CODEWITHSUNDEEP
pythondjango
Bob_94
Bob_94

Reputation: 2855

Execute code when Django starts ONCE only?

I'm writing a Django Middleware class that I want to execute only once at startup, to initialise some other arbritary code. I've followed the very nice solution posted by sdolan here, but the "Hello" message is output to the terminal twice. E.g.

from django.core.exceptions import MiddlewareNotUsed
from django.conf import settings

class StartupMiddleware(object):
    def __init__(self):
        print "Hello world"
        raise MiddlewareNotUsed('Startup complete')

and in my Django settings file, I've got the class included in the MIDDLEWARE_CLASSES list.

But when I run Django using runserver and request a page, I get in the terminal

Django version 1.3, using settings 'config.server'
Development server is running at http://127.0.0.1:8000/
Quit the server with CONTROL-C.
Hello world
[22/Jul/2011 15:54:36] "GET / HTTP/1.1" 200 698
Hello world
[22/Jul/2011 15:54:36] "GET /static/css/base.css HTTP/1.1" 200 0

Any ideas why "Hello world" is printed twice? Thanks.

Upvotes: 266

Views: 153149

Answers (11)

matthew strange
matthew strange

Reputation: 11

For those looking to only run their code once on startup in a production environment using gunicorn, you can make use of the the --preload command given by gunicorn.

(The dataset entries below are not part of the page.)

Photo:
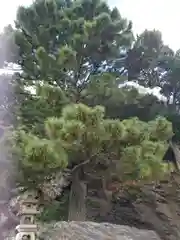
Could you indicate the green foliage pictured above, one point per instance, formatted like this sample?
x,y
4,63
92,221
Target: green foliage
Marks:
x,y
76,117
129,148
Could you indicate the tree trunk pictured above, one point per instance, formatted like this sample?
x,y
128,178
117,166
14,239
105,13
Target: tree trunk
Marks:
x,y
77,199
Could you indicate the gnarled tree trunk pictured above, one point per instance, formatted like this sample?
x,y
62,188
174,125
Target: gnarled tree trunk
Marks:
x,y
77,199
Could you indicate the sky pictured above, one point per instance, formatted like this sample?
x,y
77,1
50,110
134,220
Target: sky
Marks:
x,y
162,15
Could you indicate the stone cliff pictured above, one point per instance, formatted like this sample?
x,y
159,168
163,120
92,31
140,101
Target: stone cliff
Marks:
x,y
92,231
155,208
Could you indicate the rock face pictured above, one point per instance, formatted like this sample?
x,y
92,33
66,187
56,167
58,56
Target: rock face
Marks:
x,y
154,208
92,231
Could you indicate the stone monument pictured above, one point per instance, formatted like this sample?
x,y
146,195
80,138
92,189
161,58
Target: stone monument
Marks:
x,y
27,228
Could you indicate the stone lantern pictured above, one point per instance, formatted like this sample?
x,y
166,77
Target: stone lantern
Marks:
x,y
28,210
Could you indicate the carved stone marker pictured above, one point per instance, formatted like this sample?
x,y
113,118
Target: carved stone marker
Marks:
x,y
28,210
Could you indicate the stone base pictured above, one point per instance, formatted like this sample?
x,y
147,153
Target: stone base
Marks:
x,y
27,228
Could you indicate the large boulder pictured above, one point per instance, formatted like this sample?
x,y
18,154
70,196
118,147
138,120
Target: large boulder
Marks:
x,y
92,231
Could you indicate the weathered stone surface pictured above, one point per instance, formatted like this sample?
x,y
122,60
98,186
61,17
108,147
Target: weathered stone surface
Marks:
x,y
155,208
95,231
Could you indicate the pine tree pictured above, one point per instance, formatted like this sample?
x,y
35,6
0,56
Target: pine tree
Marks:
x,y
88,144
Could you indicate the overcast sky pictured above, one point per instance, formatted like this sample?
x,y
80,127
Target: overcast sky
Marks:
x,y
163,15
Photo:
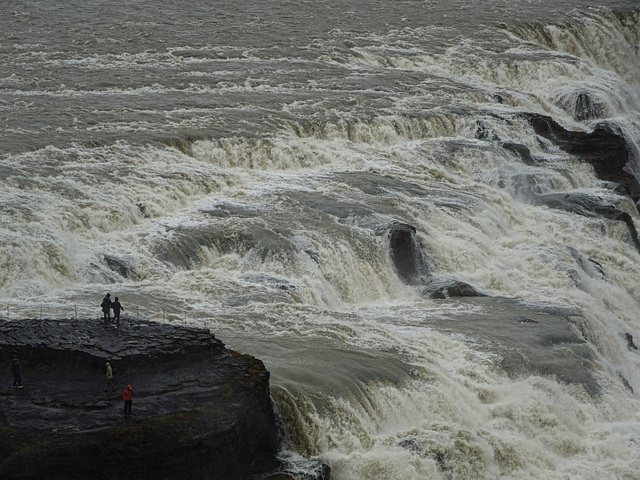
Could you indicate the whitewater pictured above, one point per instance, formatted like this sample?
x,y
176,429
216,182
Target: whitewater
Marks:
x,y
314,181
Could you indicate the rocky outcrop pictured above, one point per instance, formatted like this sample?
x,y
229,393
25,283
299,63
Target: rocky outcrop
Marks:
x,y
200,410
446,288
604,148
406,253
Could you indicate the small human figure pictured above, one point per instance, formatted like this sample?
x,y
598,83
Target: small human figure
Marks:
x,y
109,380
116,306
127,396
16,368
106,308
629,338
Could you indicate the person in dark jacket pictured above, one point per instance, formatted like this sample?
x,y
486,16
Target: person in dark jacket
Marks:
x,y
127,396
16,368
106,308
116,306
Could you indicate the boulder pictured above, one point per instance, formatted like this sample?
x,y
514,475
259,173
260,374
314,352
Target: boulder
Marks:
x,y
199,410
605,148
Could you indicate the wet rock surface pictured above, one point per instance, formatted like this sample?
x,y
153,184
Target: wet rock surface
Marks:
x,y
200,410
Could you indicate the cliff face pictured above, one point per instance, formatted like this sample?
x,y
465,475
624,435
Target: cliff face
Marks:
x,y
199,410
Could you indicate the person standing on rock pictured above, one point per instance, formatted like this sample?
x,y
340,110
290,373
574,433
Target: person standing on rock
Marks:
x,y
116,306
109,380
106,308
127,396
16,368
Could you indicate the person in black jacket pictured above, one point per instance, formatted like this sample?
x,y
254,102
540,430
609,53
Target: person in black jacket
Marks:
x,y
16,368
106,308
116,306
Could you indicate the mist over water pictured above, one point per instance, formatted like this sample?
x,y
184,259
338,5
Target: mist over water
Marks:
x,y
303,178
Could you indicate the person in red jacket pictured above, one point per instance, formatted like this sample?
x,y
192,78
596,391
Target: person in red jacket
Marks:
x,y
127,396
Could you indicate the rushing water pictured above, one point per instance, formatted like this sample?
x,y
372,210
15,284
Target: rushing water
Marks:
x,y
243,166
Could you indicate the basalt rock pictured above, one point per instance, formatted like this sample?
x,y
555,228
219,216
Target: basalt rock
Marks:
x,y
447,288
605,148
406,253
199,411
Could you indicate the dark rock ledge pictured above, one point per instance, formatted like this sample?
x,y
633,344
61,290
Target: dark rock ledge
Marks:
x,y
200,410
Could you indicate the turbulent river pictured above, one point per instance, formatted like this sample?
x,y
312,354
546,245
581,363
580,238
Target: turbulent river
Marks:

By default Django uses multiple workers for any startup code, but by passing the --preload command Django will only run the startup command in the parent worker.

This is a good post explaining how to add the --preload command. Then just add your code to run on startup under the ready function like belo

from django.apps import AppConfig

class MyAppConfig(AppConfig):
    name = 'app_name'

    def ready(self):
       code_to_run()

Upvotes: 1

J_Zar
J_Zar

Reputation: 2456

Standard solution

With Django 3.1+ you can write this code to execute only once a method at startup. The difference from the other questions is that the main starting process is checked (runserver by default starts 2 processes, one as an observer for quick code reload):

import os 
from django.apps import AppConfig

class MyAppConfig(AppConfig):
    name = 'app_name'

    def ready(self):
        if os.environ.get('RUN_MAIN'):
            print("STARTUP AND EXECUTE HERE ONCE.")
            # call here your code

Another solution is avoiding the environ check but call --noreload to force only one process.

Alternative method

The first question to answer is why we need to execute code once: usually we need to initialize some services, data in the database or something one-shot. The 90% of the time it is some database initialization or job queue.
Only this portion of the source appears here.